During the conference, Gerber also stressed the importance of Switzerland reaching an agreement with the European Union on asylum policy in order to stop countries – including Switzerland – imposing ever more restrictive policies.

“What is happening is a ‘competition of misery’ in which each country has the most miserable system to discourage illegal immigrants,” he told swissinfo.

“It’s not a good development and what needs to be done is to harmonise the European asylum systems,” he added.

Although the EU already has a common policy on asylum – the Dublin treaty – Gerber maintained that so far it has not functioned very well.

But Brussels had taken up the challenge in starting the process of bringing all member countries’ policies into line, he said.

But he also emphasised the importance of Bern wrapping up its negotiations to sign up to the Schengen-Dublin agreements – the EU’s policy on cross-border crime and asylum.

“If we are not part of that system we may be faced with a lot of requests from asylum seekers whose applications have already been turned down in another European country,” he said.

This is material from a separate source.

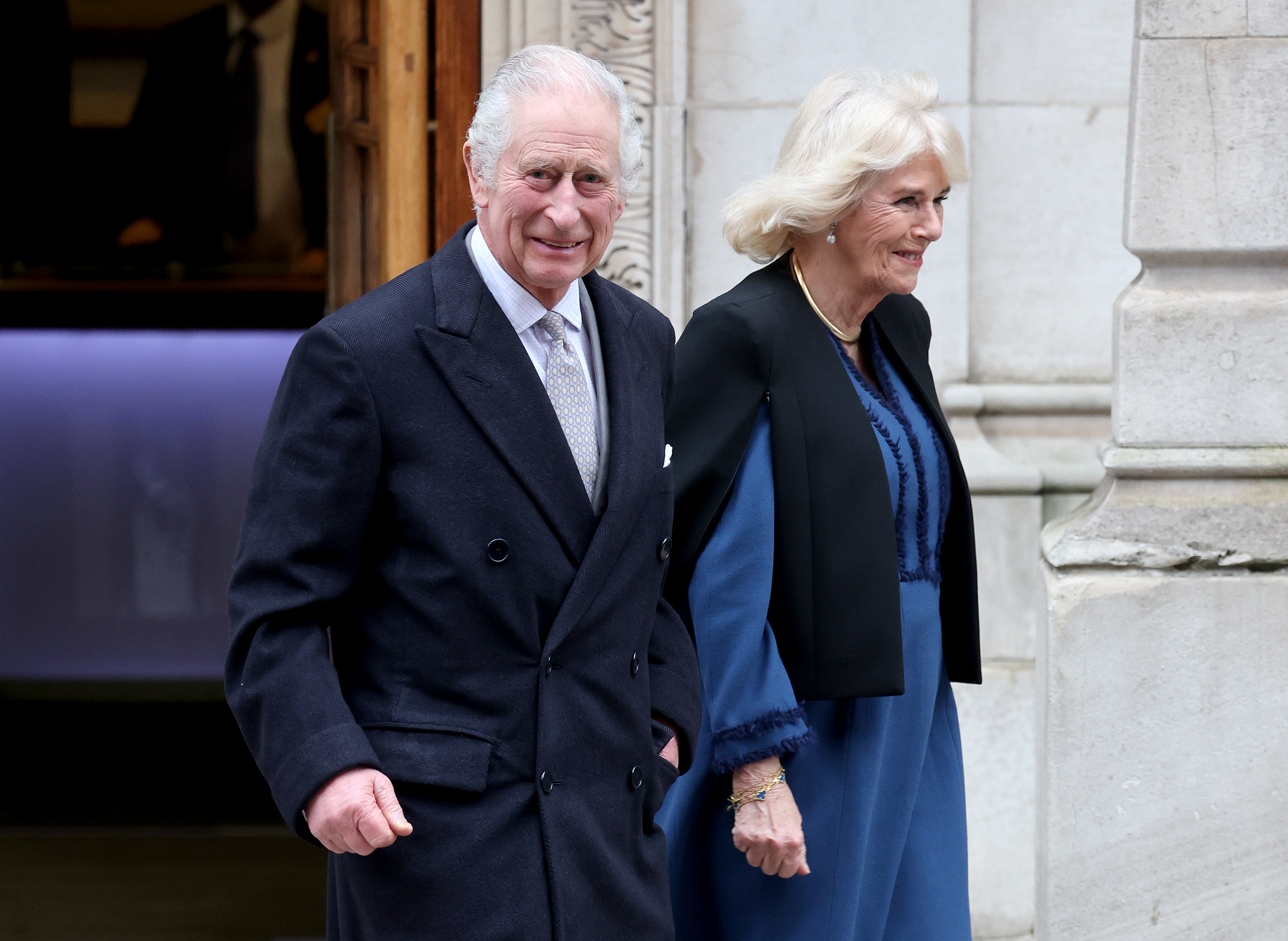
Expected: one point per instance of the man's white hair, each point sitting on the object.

“That means Switzerland may have to deal with a lot of rejected asylum seekers from the rest of Europe without even noticing it.”

Under the terms of Dublin, refugees may only make an asylum application in one signatory country.

If their request is turned down, they are not allowed to reapply to any other country party to the agreement.

swissinfo

By the end of last year, there were less than 90,500 refugees and asylum seekers in Switzerland, around the same number as in 1992.

This figure reached a peak of 130,000 during the Balkans war.

In 2003, the number of asylum requests dropped 20 per cent, to just over 20,800 demands.

Processing time for asylum applications has dropped. Last year, nearly 6,000 requests were handled in less than a week and 60 per cent in less than four months.

The Swiss Refugee Office’s spending dropped from SFr1.5 billion in 2000 to SFr920 million last year.